Page MenuHomePhabricator

Choose HDFS paths and partitioning for ORES scores
Closed, ResolvedPublic

Description

Currently, I'm thinking:

/wmf/data/ores/score/wiki=enwiki/model=editquality/ – individual scores, one per revision.  Partitioned by wiki and model.

Conclusion

We have an agreement to partition on wiki, model, and model_version like this:

/wmf/data/ores/score/wiki=enwiki/model=editquality/model_version=2.1/

Event Timeline

It is worth looking at already existing event data, if we want to reuse the logic that reads events and persists those to hive partitions cannot be schema dependent, at this time partitions are:

`datacenter` string,
`year` bigint,
`month` bigint,
`day` bigint,
`hour` bigint

It is worth looking at already existing event data, if we want to reuse the logic that reads events and persists those to hive partitions cannot be schema dependent

This is true if data is to be read in an event way. Since data might be fully backfilled (model upgrade for instance), maybe events are not the best?

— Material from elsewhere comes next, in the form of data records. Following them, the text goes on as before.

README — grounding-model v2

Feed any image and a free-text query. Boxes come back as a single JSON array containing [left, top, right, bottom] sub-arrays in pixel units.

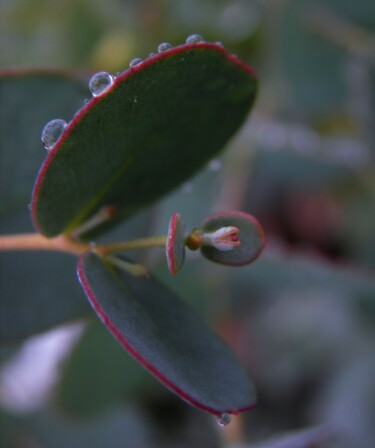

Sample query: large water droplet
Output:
[[186, 34, 204, 44], [208, 159, 221, 171], [182, 182, 193, 194], [89, 72, 115, 96], [217, 412, 232, 427], [41, 118, 67, 151], [158, 42, 173, 53], [129, 58, 143, 67]]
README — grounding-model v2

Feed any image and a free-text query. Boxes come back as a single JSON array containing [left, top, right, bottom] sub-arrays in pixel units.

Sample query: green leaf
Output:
[[57, 322, 157, 417], [78, 253, 255, 415], [32, 43, 257, 236], [201, 211, 266, 266], [0, 70, 87, 221], [0, 70, 89, 343]]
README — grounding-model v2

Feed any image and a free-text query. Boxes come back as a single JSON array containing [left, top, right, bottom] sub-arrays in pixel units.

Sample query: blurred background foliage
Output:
[[0, 0, 375, 448]]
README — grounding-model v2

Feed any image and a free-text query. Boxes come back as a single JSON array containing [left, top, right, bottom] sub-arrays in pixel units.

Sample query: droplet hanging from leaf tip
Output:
[[41, 118, 67, 151], [217, 412, 232, 428], [89, 72, 115, 96], [129, 58, 143, 68], [186, 34, 204, 44], [158, 42, 173, 53]]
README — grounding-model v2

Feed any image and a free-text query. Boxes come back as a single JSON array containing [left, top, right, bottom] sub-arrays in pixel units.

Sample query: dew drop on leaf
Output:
[[41, 118, 67, 151], [217, 412, 232, 427], [208, 159, 221, 171], [158, 42, 173, 53], [182, 182, 193, 194], [186, 34, 204, 44], [129, 58, 143, 67], [89, 72, 114, 96]]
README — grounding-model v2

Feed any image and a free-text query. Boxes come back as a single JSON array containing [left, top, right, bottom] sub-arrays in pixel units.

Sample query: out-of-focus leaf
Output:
[[56, 322, 157, 417], [281, 0, 375, 116], [0, 70, 89, 342], [32, 43, 257, 236], [231, 250, 375, 319], [0, 407, 152, 448], [248, 426, 334, 448], [78, 253, 255, 415]]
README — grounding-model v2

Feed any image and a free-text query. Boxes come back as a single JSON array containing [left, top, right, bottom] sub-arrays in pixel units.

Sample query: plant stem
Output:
[[0, 233, 90, 255], [94, 236, 167, 255], [0, 233, 167, 255]]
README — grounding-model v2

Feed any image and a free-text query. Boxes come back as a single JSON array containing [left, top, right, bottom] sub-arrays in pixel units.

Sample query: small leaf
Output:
[[166, 213, 185, 275], [201, 211, 266, 266], [78, 253, 255, 415], [32, 43, 257, 236]]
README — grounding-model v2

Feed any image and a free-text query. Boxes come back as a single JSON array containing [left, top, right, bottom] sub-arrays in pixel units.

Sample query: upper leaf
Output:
[[78, 253, 255, 415], [32, 43, 257, 236]]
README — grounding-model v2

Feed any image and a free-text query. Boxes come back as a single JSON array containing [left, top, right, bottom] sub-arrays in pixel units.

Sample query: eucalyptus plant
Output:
[[0, 34, 265, 425]]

It is worth looking at already existing event data, if we want to reuse the logic that reads events and persists those to hive partitions cannot be schema dependent

This is true if data is to be read in an event way. Since data might be fully backfilled (model upgrade for instance), maybe events are not the best?

Yes, backfilling is a major part of what we'll be doing to maintain the resulting table. I'm thinking that the event way is not a great fit, and planning to "tee" the stream into a specialized table. The main use case is, "Get me all scores for model X on wiki Y". Maybe we should also partition on model version, if that makes it easier to drop the old data during model upgrade?

I support the idea of using model name and version as partitions. Wiki_db would possibly be another good fit if requests will most often be on singular projects. Finally, if we partition on model and name, time is not needed I assume.

Rather than backfilling which implies you are "filling a hole of data" this is a model recalculation completely. As in: you are recalculating scores due to either model or feature calculation being updated.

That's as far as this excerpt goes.